Obama polishes mind and body on vacation

US President Barack Obama on Monday got to work replenishing his mind, body and spirit, playing tennis and golf and taking on a hefty stack of books on his first full day of vacation.

After a brutal seven months facing economic blight, rising trouble abroad and fighting for an increasingly under-fire agenda, Obama opened his day with a workout at the mansion he is renting on the Martha's Vineyard resort.

Then the athletic commander-in-chief challenged First Lady Michelle Obama to a game of tennis and hit the links at an island golf club with partners including UBS chief executive officer Robert Wolf.

"Thank you," said a smiling Obama, clad in brown slacks and a black shirt, to a cheering crowd as he stepped up to the tee to fire off his opening drive.

Aides said the president was seeking respite after a punishing few months in Washington's political swamp.

"The president's been coming to Martha's Vineyard for some 10 years," said White House deputy spokesman Bill Burton.

"He's probably been five or six times over the course of that time period. He enjoys it, it's comfortable, the beaches are nice, the people are particularly nice. There's really good food to eat."
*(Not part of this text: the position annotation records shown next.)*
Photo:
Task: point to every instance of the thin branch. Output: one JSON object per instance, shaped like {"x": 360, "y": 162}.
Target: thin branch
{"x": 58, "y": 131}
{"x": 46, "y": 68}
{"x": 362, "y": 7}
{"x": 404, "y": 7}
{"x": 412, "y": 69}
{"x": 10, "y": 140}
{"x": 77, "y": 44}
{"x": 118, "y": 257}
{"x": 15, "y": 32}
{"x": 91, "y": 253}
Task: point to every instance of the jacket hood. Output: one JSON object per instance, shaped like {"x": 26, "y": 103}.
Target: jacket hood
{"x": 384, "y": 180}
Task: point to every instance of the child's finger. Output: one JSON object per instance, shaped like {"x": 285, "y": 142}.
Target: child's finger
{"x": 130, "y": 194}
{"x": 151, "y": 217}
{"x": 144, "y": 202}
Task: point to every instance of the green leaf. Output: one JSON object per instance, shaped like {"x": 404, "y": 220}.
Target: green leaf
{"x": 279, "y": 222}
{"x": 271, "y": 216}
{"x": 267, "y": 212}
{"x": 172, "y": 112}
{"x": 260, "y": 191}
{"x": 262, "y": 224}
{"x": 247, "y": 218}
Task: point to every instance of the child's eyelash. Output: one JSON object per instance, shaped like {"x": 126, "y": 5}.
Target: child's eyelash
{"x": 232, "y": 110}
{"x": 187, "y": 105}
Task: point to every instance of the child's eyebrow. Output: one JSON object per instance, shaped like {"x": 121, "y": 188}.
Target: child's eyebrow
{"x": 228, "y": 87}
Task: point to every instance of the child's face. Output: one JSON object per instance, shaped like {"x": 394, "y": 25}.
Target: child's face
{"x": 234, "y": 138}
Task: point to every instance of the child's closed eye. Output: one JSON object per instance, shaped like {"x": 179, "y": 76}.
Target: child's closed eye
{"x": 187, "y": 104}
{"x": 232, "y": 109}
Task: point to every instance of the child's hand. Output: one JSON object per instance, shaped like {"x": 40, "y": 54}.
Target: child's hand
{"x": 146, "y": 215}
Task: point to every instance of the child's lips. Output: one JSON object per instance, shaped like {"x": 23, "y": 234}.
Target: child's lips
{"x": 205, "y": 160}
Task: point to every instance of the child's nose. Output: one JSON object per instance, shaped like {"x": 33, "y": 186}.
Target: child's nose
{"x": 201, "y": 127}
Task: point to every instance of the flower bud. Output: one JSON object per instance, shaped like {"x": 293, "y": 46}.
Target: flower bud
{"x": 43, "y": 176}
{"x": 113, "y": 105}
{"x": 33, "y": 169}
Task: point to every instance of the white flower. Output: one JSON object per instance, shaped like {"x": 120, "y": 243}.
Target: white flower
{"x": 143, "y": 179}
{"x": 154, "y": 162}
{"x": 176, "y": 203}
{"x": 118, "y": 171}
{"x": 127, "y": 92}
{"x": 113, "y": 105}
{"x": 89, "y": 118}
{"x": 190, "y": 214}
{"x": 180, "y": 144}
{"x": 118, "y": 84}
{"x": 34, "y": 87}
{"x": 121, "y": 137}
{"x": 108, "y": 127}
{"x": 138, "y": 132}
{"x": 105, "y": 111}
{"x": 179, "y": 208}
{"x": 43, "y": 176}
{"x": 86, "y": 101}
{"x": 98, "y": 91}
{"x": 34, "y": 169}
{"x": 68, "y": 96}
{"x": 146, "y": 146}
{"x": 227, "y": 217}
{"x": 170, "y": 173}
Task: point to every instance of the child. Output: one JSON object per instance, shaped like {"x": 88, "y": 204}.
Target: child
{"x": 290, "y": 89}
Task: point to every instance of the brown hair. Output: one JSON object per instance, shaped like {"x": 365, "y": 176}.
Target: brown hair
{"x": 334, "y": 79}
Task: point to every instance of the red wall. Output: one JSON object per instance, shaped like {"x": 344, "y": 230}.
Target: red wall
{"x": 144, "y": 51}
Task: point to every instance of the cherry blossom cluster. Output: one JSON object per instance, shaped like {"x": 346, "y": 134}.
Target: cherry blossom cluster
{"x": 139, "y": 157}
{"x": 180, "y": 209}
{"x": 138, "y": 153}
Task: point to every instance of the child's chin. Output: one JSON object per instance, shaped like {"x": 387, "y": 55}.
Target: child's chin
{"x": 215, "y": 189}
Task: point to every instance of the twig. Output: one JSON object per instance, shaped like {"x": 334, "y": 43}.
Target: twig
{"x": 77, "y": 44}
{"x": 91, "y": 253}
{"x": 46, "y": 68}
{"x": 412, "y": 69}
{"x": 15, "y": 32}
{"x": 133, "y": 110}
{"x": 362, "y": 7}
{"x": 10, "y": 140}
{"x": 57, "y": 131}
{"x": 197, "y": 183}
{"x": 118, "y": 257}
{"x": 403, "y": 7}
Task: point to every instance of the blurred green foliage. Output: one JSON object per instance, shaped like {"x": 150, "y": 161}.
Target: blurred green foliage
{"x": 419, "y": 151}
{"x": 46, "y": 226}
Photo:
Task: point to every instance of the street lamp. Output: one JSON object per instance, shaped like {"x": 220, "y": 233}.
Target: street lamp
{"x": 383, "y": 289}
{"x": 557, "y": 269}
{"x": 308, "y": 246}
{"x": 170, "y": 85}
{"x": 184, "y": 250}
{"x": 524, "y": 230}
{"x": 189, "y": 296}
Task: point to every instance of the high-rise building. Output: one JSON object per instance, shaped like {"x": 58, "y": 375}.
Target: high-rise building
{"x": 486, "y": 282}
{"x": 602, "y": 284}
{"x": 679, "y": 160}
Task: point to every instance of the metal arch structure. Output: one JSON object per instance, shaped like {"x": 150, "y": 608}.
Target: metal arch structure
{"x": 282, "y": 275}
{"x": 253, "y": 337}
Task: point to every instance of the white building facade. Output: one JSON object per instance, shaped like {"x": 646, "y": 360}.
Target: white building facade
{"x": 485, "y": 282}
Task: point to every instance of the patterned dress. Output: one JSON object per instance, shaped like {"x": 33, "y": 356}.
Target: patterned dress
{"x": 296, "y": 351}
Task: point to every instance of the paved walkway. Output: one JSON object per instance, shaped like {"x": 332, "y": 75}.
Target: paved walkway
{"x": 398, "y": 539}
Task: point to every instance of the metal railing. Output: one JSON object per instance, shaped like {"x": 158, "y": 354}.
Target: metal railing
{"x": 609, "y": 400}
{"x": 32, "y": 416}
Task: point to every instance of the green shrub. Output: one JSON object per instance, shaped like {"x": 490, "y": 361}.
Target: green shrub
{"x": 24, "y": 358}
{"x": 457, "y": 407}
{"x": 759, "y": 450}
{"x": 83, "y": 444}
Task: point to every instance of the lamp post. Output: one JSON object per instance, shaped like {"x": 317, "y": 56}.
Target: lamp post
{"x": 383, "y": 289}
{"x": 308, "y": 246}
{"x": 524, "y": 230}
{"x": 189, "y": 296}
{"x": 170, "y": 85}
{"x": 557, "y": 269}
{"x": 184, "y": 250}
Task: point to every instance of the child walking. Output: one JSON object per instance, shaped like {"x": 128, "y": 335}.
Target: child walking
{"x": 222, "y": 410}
The president had no planned public events during his weeklong vacation -- his first since taking office -- but was expected to make telephone calls to lawmakers in support of his top priority health care reform drive.

Obama arrived on the millionaires' playground off the US east coast on Sunday, and planned to get stuck into a list of books -- amounting to a wedge of nearly 2,300 pages, revealed by Burton.

If in the mood for gritty fiction, Obama had at hand "The Way Home" by George Pelicanos, who has created his own genre focusing on the crime and tensions stalking wrong-side-of-the-tracks streets in the nation's capital, Washington.

Obama had more inner city atmospherics at his finger tips with Richard Price's "Lush Life," a fictional look at a shooting on Manhattan's Lower East Side.

The vast landscape of Colorado is the backdrop to Obama's final fictional choice, "Plain Song" by Kent Haruf, which delves into small town life in the heartland.

Next on Obama's list was "Hot, Flat and Crowded," by New York Times columnist Tom Friedman, which is subtitled: "Why we need a Green Revolution and how it can renew America."

One of Obama's top agenda items starting in September is pushing a plan through Congress to establish a cap-and-trade system to cut greenhouse gas emissions, and he has spent considerable capital on calling for a new renewable energy economy.